The scale in my doctor's office is an outright liar. Either that or the nurse was putting her foot on it behind my back. I am thirty-one times heavier than my lowest weight. So if you know how much I weighed at birth, then you can figure out my current weight. I am not going to reveal my current poundage.
The doctor has had me take several tests. The ultra-sound test claims I have a cyst on my kidney. I ask if this is bad, but the doctor says I need to be further tested to find out. So I have to go next week for more testing. In college I always did well on tests. Those tests did not rub jellies and instruments on my belly or stab my arms with needles to drain my blood supply or inject radiation into me. They also want to stick a Polaroid or some sort of camera up my ass. Haven't had the photos done yet and I am not looking forward to it. I wonder if they will give me wallet-sized pictures to hand out to my friends and relatives?
My blood pressure was up and I was prescribed pills to lower it. This I do not mind. Here's something you should never ask your doctor when you are told you have high blood pressure: "Can you prescribe some morphine to lower it down?" Well, hey, what do I know? I thought morphine would slow everything down, my blood pressure, my balding, my aging. It might even make me drive at slower rate. Less chance for an accident. But no, you have to be in excruciating pain to get morphine and I started saying "OW" way too late for the doctor to believe that one.
I seen a web site where crack addicts had before and after pictures taken over a short period. These were people in their twenties that looked ready for social security. Crack ages people incredibly fast. Since morphine is the exact opposite of crack, wouldn't people live longer and stay young if they used morphine on a regular basis? Just a thought.
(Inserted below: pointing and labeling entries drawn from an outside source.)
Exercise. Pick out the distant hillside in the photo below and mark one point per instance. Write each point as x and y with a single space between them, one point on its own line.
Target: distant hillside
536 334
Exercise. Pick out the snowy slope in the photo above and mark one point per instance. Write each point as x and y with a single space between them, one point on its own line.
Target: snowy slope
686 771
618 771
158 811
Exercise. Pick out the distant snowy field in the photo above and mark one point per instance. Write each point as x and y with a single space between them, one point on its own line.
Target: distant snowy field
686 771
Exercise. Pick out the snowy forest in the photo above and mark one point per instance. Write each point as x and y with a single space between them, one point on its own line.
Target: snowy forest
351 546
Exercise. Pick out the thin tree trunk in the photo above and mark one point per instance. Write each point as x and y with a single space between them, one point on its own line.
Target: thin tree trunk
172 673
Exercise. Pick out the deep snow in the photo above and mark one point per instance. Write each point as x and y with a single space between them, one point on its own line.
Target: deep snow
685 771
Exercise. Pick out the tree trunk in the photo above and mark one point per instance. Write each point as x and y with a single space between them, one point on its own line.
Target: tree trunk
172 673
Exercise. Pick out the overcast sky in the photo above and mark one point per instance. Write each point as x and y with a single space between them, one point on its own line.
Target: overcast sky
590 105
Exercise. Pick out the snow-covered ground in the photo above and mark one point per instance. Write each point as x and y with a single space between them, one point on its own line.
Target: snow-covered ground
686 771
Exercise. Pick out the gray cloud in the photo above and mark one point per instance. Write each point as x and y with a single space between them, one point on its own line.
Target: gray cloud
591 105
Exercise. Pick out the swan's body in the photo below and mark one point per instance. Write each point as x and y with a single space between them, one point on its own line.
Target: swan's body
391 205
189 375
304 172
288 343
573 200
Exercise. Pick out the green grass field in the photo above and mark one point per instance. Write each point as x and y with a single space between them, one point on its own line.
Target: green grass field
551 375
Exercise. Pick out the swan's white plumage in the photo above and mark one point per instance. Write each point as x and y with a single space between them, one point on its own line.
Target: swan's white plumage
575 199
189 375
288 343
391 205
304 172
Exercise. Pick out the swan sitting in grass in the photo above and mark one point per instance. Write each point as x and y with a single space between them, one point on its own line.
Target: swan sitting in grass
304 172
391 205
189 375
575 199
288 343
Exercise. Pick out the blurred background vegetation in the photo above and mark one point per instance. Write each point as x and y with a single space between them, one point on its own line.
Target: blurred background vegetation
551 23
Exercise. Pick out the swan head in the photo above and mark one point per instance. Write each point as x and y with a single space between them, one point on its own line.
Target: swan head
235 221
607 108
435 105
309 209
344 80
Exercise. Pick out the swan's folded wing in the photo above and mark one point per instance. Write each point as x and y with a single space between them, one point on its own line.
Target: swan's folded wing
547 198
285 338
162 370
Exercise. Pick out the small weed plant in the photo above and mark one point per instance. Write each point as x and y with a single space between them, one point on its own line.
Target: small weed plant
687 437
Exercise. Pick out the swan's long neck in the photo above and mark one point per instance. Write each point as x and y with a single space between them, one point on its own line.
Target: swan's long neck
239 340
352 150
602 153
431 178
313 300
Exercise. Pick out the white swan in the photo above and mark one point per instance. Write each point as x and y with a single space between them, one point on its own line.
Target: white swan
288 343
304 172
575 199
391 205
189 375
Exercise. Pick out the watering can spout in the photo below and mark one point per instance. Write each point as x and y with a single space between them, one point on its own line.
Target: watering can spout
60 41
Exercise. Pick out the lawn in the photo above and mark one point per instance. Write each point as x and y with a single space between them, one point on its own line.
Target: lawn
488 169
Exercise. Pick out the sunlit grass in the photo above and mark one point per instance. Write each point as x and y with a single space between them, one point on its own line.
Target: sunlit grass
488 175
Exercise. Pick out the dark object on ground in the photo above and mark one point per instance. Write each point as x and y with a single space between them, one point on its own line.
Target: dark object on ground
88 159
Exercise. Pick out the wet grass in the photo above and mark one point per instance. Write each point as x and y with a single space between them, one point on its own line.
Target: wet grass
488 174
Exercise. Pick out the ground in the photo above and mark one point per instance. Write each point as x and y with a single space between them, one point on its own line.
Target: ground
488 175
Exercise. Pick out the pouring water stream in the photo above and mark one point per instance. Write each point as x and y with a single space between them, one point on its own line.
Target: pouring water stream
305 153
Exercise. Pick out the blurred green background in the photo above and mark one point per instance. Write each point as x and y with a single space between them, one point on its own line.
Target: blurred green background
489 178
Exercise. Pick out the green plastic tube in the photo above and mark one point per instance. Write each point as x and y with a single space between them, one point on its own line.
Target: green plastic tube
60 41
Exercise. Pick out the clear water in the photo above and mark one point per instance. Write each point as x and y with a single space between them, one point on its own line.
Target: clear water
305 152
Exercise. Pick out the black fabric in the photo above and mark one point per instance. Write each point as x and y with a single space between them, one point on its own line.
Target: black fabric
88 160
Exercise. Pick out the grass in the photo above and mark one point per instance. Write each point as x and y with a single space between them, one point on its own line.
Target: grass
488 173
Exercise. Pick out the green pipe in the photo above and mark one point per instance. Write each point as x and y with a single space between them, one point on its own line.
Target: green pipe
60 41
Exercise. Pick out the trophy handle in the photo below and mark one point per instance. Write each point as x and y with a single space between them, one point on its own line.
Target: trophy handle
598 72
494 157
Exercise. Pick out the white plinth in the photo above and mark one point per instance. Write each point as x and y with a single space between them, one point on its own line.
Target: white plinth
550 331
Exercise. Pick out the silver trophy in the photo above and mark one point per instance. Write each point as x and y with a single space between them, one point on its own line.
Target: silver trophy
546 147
The doctor also wants me to diet? At first, when I heard that I should dye it, I asked if the doctor meant my hair? No, no, no, I have to change my eating habits. I have to swap my Big Macs and Whoppers and pizzas for fruits and vegetables and grains. I asked about chicken and was told to boil it. That seems like it would ruin the coating, but I'll give it try. I'll get a bucket from KFC and plop it into boiling water. It better still taste good.
The reason for the diet is to lose weight. I had asked the doctor about cereal. I said I like to eat Cheerios, Rice Krispies and Special K. Doc said those were fine. Yay. Special K advertises that if you eat a serving for breakfast and lunch, you can lose six pounds in two weeks. Well, six pounds doesn't seem like much to me. I plan to eat three servings each for breakfast and lunch. That way I will lose eighteen pounds. I'll still have to suffer through my dinner of boiled extra-crispy KFC, but it should be worth it in the end. I will keep you appraised.